À l’occasion de la 33e Journée mondiale de la liberté de la presse, célébrée le 3 mai 2026, le président de l’Union des professionnels des médias du Bénin (UPMB), Hervé Prudence Hessou, a livré un discours fort, marqué par un appel à la responsabilité collective face aux défis contemporains du journalisme. Une journée de rappel et d’engagement Dans son allocution, le président de l’UPMB a rappelé que cette journée instituée par les Nations Unies vise à promouvoir la liberté de la presse, à défendre l’indépendance des médias et à honorer la mémoire des journalistes victimes dans l’exercice de leur métier. Elle constitue également un moment de réflexion sur l’éthique professionnelle et la protection du droit à l’information.
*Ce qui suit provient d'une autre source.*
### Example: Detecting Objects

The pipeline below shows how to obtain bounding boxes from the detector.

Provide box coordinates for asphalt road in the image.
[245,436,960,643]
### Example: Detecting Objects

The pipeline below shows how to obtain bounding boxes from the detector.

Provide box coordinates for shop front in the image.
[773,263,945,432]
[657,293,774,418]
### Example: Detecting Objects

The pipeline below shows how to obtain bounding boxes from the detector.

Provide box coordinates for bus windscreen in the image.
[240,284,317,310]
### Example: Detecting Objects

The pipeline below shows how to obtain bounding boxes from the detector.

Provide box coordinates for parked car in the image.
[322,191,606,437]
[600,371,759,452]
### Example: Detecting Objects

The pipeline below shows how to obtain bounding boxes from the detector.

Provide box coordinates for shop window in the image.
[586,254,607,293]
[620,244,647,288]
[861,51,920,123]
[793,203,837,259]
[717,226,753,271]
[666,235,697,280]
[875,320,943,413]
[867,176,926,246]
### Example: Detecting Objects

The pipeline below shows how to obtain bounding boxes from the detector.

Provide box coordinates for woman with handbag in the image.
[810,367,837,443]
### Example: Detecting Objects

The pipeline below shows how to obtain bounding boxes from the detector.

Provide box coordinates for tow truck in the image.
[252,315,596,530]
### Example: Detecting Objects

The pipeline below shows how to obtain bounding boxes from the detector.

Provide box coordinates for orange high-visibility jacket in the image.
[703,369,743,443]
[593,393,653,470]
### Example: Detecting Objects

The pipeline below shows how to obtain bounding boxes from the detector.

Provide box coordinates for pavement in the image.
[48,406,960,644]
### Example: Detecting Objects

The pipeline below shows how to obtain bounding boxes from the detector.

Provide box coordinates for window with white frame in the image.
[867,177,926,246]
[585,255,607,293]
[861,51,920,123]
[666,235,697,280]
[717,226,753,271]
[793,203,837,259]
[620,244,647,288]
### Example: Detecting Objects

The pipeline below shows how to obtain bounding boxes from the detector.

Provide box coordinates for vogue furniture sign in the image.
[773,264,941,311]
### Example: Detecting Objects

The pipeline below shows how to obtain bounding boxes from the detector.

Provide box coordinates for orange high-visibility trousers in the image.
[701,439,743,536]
Le thème retenu pour 2026, « Façonner un avenir de paix : promouvoir la liberté de la presse pour les droits humains, le développement et la sécurité », souligne selon lui l’importance du rôle des médias dans la construction d’un monde pacifique et responsable.
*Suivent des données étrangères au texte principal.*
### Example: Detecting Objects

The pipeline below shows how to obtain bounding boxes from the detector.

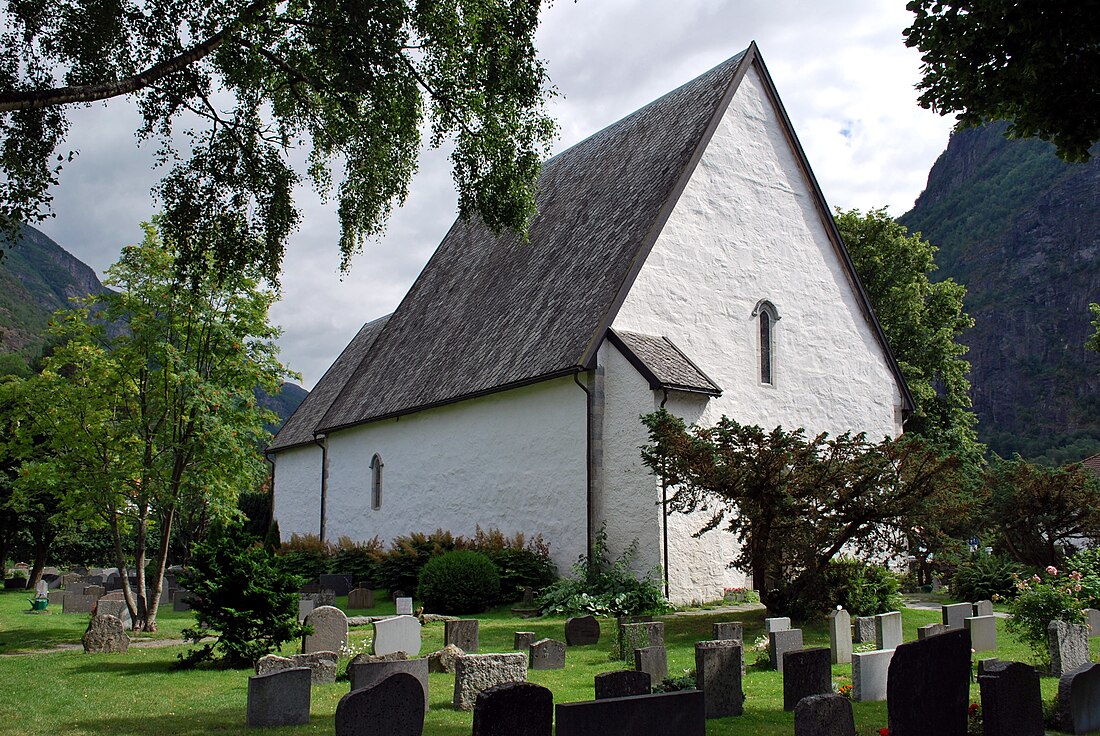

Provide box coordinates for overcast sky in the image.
[39,0,953,388]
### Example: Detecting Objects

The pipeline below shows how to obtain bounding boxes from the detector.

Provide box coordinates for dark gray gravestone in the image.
[978,660,1046,736]
[783,647,833,711]
[768,628,802,672]
[595,670,650,700]
[634,647,669,682]
[443,618,479,655]
[887,629,970,736]
[348,659,428,711]
[794,693,856,736]
[336,672,425,736]
[527,639,565,670]
[695,639,745,718]
[318,575,351,595]
[554,690,706,736]
[565,616,600,647]
[473,682,553,736]
[246,667,309,727]
[1058,664,1100,734]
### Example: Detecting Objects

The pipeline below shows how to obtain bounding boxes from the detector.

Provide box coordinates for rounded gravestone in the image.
[336,672,424,736]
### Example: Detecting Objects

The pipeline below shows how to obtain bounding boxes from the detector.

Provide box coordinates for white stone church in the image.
[270,44,912,602]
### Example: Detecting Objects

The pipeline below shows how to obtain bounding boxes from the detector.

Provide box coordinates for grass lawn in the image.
[0,592,1097,736]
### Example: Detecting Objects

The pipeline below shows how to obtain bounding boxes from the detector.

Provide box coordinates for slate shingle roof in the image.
[607,330,722,396]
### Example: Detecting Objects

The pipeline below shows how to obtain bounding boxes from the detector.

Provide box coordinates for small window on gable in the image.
[752,299,779,386]
[371,453,383,510]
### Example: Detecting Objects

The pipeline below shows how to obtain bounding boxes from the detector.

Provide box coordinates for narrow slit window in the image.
[371,453,383,510]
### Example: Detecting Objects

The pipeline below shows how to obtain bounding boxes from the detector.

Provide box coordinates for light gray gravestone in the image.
[513,631,536,651]
[768,628,802,672]
[373,616,418,660]
[851,649,894,702]
[794,693,856,736]
[80,615,130,655]
[348,587,374,608]
[634,647,669,683]
[248,667,309,727]
[711,620,745,641]
[454,651,527,711]
[443,618,477,655]
[301,606,348,655]
[1046,620,1089,678]
[527,639,565,670]
[256,651,340,685]
[348,659,428,711]
[939,603,974,630]
[695,639,745,718]
[828,608,851,664]
[851,616,875,644]
[963,614,997,651]
[763,616,791,634]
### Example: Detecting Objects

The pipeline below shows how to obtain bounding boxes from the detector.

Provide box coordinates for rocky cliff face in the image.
[899,124,1100,462]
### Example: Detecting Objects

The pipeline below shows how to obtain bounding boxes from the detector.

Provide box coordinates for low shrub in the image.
[416,549,501,614]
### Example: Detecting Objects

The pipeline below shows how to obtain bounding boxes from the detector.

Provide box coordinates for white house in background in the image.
[270,44,912,602]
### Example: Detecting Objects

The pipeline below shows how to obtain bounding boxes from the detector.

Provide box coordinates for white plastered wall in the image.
[326,377,587,572]
[598,63,901,602]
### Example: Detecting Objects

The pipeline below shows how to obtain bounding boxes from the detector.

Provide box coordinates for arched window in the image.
[371,453,384,510]
[752,299,779,386]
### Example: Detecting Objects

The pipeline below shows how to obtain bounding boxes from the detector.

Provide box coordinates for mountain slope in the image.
[899,123,1100,462]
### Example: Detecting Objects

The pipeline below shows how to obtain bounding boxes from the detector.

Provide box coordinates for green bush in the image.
[947,552,1024,601]
[417,550,501,614]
La liberté de presse face aux mutations et aux menaces
Hervé Prudence Hessou a insisté sur le fait que la liberté d’expression, bien que fondamentale, reste fragile dans de nombreux contextes. Au Bénin comme ailleurs, le secteur médiatique est confronté à plusieurs défis majeurs : la montée de la désinformation et des fausses nouvelles ; les mutations technologiques, notamment l’intelligence artificielle et les réseaux sociaux ; la précarité économique des entreprises de presse ; les conditions de travail difficiles des journalistes ; et les enjeux liés à la sécurité des professionnels des médias. Il a également souligné la nécessité d’un cadre réglementaire équilibré garantissant à la fois la liberté d’informer et la responsabilité des acteurs.
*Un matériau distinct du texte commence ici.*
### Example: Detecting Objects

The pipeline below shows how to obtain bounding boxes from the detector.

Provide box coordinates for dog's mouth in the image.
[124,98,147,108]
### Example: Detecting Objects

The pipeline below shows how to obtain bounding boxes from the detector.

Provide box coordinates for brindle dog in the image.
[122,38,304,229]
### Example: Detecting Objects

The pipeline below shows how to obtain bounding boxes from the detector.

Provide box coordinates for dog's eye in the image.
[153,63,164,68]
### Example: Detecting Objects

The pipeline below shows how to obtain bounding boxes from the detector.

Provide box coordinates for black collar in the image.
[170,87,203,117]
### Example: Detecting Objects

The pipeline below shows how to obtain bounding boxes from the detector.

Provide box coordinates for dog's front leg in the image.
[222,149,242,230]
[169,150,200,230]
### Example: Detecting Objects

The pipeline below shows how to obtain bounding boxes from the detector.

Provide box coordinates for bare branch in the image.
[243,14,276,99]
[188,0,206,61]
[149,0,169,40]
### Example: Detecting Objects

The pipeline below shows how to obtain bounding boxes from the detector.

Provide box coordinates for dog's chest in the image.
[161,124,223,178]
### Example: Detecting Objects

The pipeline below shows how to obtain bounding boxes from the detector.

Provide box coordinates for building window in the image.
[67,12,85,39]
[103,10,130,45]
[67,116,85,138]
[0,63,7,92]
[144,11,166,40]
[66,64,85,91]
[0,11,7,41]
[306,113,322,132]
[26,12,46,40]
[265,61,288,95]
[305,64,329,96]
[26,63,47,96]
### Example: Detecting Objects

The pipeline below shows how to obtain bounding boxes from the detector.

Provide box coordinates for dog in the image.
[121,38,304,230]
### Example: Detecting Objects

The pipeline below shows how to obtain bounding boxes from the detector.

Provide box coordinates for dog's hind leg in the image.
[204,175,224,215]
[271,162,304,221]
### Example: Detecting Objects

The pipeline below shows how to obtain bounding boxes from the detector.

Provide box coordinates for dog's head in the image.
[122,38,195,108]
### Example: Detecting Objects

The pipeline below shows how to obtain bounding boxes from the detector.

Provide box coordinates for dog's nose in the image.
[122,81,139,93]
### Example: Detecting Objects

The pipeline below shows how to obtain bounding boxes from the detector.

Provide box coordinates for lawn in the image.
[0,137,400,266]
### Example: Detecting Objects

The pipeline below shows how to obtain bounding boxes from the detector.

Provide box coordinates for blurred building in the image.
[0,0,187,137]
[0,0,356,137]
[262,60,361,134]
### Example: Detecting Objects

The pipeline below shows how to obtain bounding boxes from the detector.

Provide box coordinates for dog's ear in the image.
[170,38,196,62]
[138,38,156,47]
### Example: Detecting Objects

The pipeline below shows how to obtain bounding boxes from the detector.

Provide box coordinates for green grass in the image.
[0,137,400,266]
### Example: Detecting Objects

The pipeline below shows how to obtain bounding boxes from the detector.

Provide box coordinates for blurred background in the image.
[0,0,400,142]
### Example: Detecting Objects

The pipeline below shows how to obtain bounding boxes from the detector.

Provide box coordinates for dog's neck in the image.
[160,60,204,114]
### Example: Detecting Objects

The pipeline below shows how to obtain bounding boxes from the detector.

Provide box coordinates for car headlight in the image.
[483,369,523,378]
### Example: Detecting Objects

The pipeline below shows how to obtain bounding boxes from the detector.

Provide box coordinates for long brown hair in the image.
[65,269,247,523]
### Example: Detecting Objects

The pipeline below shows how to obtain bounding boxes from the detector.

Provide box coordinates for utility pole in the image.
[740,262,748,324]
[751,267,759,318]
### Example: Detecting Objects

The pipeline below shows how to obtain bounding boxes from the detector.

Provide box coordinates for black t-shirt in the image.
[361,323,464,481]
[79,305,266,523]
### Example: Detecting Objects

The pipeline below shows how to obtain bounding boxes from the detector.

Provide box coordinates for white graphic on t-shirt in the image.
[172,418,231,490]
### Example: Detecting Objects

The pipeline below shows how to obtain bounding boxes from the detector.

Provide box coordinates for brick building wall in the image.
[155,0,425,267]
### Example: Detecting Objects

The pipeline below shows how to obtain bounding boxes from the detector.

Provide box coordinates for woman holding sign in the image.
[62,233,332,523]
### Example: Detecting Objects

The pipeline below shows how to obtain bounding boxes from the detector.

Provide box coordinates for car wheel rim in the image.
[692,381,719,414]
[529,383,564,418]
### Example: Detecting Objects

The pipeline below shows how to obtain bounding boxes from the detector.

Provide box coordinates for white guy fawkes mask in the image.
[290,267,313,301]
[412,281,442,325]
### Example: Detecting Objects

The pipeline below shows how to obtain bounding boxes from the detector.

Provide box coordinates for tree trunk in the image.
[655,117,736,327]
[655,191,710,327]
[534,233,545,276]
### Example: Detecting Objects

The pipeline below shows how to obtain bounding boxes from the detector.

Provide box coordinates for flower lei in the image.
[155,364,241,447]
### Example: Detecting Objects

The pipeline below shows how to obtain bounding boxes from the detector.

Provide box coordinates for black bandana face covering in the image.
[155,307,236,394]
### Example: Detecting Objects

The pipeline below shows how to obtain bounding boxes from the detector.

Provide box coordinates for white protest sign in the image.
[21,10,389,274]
Un appel à la responsabilité partagée
Face à ces défis, le président de l’UPMB a estimé que la responsabilité des professionnels des médias est « immense ». Il les a invités à : produire une information fiable, vérifiée et équilibrée ; respecter strictement les règles déontologiques ; lutter activement contre la désinformation ; et contribuer à l’éducation des citoyens à l’esprit critique. Mais cette responsabilité ne repose pas uniquement sur les journalistes. Il a également interpellé les autorités publiques, les organes de régulation, les entreprises de presse et le public. Des appels clairs aux différents acteurs Dans son discours, Hervé Prudence Hessou a formulé plusieurs recommandations : aux autorités : renforcer les garanties de la liberté de la presse et consolider les acquis démocratiques ; aux entreprises de presse : améliorer les conditions de travail et professionnaliser le secteur ; aux journalistes : renforcer l’éthique et la rigueur professionnelle ; au public : adopter un usage responsable de l’information.
Un engagement pour une presse crédible et durable
Le président de l’UPMB a rappelé que la liberté de la presse n’est jamais acquise définitivement. Elle doit être protégée et consolidée en permanence. Il a enfin exhorté les professionnels des médias à préserver la crédibilité de leur profession, qu’il considère comme un bien précieux à transmettre aux générations futures, tout en faisant des médias béninois un véritable levier de développement, de paix sociale et de démocratie.